Take the concept of a basic income as a measure of that truth. Yesterday we noted how the idea of some kind of baseline income could be of great help to the marginalized. Many progressives are shocked when they discover that libertarian economist Milton Friedman threw his support behind early efforts of what was then called a “Guaranteed Annual Income,” but which he preferred to label a “negative income tax.” From across the political and economic spectrums came support. Left-learning economists like James Tobin and John Kenneth Galbraith got behind Friedman.
It was Martin Luther King Jr. a few years previous who brought the basic income concept to more popular attention in his book Where to Go From Here: Chaos or Community?
“I am now convinced that the simplest approach will prove to be the most effective – the solution to poverty is to abolish it directly by a now widely discussed measure: the guaranteed income.”
Even in 1972, as George McGovern challenged Richard Nixon for the presidency, one of his key proposals was the implementation of a more generous basic income. Nixon won and the initiative was lost, at least for a time.
It seems to have been around forever, but it is only in recent years in Canada that it has come to the fore as the nation deals with the complexity and incessant growth of poverty itself. Former senator and Mulroney Chief of Staff Hugh Segal has pushed the concept for two decades, acquiring along the way some key support. In frustrating fashion, however, it languished interminably in that spot between good intentions and decisive action.
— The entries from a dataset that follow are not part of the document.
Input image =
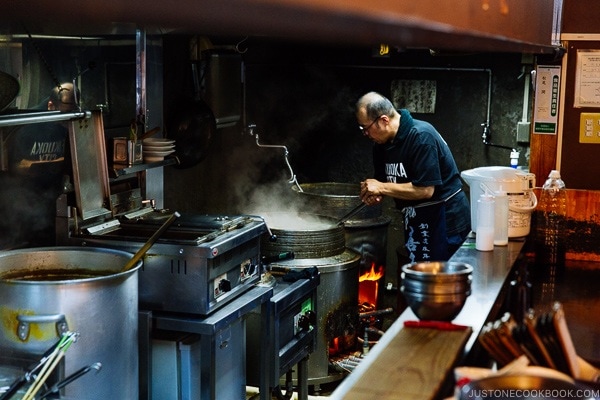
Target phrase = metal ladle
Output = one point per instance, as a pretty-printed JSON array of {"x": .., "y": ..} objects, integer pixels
[
  {"x": 351, "y": 213},
  {"x": 142, "y": 251}
]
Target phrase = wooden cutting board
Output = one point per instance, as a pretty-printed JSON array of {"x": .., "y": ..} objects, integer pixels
[{"x": 413, "y": 366}]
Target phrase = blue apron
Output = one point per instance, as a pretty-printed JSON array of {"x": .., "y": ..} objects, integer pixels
[{"x": 425, "y": 234}]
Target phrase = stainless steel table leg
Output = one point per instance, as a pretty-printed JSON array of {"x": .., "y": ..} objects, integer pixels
[{"x": 303, "y": 379}]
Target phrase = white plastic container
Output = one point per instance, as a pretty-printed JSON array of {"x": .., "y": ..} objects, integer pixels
[
  {"x": 501, "y": 218},
  {"x": 484, "y": 238},
  {"x": 519, "y": 188}
]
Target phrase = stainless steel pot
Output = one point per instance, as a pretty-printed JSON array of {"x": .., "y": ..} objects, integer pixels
[
  {"x": 44, "y": 291},
  {"x": 318, "y": 241}
]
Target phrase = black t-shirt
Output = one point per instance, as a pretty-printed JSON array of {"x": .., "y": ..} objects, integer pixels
[{"x": 420, "y": 155}]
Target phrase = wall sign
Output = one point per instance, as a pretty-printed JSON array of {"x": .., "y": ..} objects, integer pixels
[
  {"x": 545, "y": 112},
  {"x": 587, "y": 79}
]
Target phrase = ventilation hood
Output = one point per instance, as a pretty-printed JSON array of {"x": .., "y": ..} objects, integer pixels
[{"x": 459, "y": 25}]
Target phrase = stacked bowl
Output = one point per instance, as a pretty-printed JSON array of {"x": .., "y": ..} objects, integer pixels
[
  {"x": 155, "y": 149},
  {"x": 436, "y": 290}
]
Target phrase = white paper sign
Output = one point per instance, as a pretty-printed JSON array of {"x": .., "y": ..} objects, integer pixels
[{"x": 587, "y": 79}]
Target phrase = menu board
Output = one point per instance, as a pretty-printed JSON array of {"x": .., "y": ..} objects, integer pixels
[{"x": 587, "y": 79}]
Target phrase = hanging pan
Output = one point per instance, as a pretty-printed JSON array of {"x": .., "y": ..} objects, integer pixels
[{"x": 192, "y": 127}]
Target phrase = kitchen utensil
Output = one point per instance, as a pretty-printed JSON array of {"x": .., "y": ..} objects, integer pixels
[
  {"x": 149, "y": 133},
  {"x": 441, "y": 325},
  {"x": 76, "y": 375},
  {"x": 39, "y": 308},
  {"x": 351, "y": 213},
  {"x": 437, "y": 271},
  {"x": 192, "y": 126},
  {"x": 437, "y": 307},
  {"x": 142, "y": 251}
]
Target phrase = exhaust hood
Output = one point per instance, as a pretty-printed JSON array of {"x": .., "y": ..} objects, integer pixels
[{"x": 465, "y": 25}]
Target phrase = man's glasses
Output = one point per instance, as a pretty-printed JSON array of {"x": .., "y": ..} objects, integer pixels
[{"x": 365, "y": 129}]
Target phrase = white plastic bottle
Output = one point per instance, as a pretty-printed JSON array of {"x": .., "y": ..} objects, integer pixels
[
  {"x": 484, "y": 237},
  {"x": 501, "y": 218}
]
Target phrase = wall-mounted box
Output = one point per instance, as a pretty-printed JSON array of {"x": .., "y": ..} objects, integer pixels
[{"x": 589, "y": 128}]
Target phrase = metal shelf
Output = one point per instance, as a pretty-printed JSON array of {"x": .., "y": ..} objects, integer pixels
[
  {"x": 118, "y": 171},
  {"x": 40, "y": 117}
]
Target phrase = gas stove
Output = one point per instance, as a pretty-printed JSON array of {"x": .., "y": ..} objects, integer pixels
[{"x": 200, "y": 263}]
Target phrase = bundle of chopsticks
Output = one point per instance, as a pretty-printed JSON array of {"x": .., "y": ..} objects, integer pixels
[
  {"x": 38, "y": 374},
  {"x": 544, "y": 339}
]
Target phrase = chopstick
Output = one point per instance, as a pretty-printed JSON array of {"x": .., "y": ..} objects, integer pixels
[{"x": 50, "y": 364}]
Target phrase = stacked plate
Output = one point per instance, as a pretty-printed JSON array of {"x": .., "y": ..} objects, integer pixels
[{"x": 155, "y": 149}]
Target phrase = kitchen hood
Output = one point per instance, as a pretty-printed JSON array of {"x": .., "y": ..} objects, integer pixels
[{"x": 476, "y": 25}]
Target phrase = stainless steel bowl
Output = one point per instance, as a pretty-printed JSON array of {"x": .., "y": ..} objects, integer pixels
[
  {"x": 436, "y": 307},
  {"x": 437, "y": 271},
  {"x": 436, "y": 287}
]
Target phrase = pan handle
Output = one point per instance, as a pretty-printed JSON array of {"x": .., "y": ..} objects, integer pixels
[{"x": 26, "y": 320}]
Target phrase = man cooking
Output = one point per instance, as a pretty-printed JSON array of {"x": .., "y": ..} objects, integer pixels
[{"x": 414, "y": 165}]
The Great Recession of just a few years ago created significant fallout in everything from shrinking government resources and unemployment to general distemper among the citizenry. Poverty itself was quickly being vaulted to the front of the line when it came to policy matters. People began talking about the urgent need for a housing strategy for the homeless and more effective poverty reduction initiatives in Canadian communities. Increased talk moved through political circles about other nations that had practiced various forms of basic income for decades and there was an openness to explore such options within the Canadian context.
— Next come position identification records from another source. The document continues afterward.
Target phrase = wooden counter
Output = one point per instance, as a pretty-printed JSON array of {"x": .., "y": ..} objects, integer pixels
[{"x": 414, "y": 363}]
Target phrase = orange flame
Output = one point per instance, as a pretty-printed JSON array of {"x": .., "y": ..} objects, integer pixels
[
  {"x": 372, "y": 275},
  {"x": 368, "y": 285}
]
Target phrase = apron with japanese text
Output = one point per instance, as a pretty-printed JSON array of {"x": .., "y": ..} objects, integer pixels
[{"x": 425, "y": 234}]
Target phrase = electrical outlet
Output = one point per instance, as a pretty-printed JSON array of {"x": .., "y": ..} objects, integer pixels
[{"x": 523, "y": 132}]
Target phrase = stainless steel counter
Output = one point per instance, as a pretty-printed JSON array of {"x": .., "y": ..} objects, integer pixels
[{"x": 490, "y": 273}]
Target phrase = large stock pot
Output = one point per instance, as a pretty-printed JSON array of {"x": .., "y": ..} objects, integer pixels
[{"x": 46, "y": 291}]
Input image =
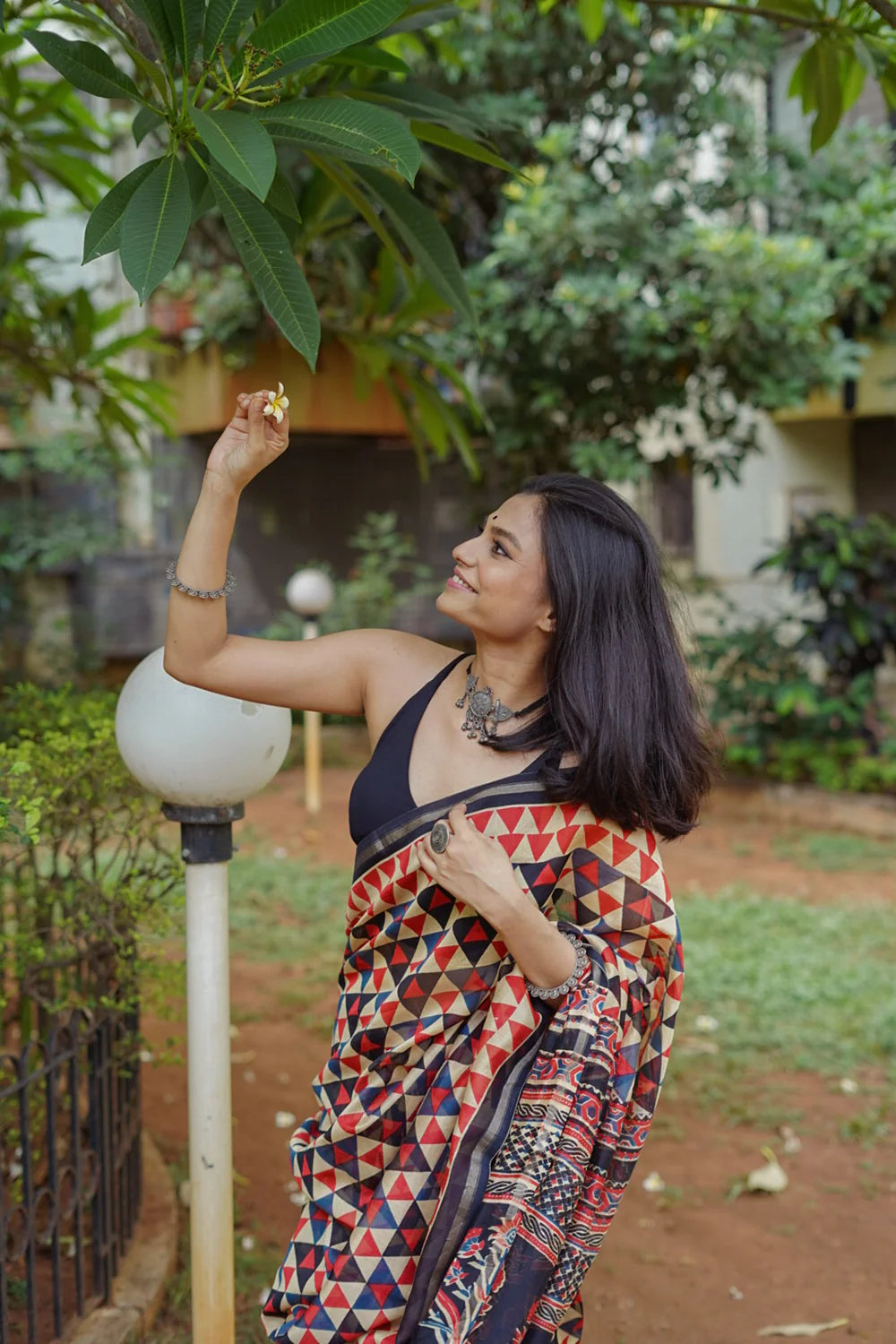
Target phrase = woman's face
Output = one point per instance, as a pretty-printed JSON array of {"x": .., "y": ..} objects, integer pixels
[{"x": 498, "y": 585}]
And now it seems that time itself has created a ready audience for the concept of a basic income in Canada itself. It was slow in coming, but now that it has arrived, Warhol’s observation that things won’t change unless we change them ourselves seems achievable. Canadians themselves are increasingly impatient over the poverty situation in the nation, and especially the growing gap between the rich and poor. The idea of a basic income is emerging again, only this time to a more willing audience. Breaking ground and instilling a willingness to move forward on the concept may have taken decades, but those years weren’t wasted or lost. They accomplished their work and prepared us for something not only innovative, but perhaps revolutionary.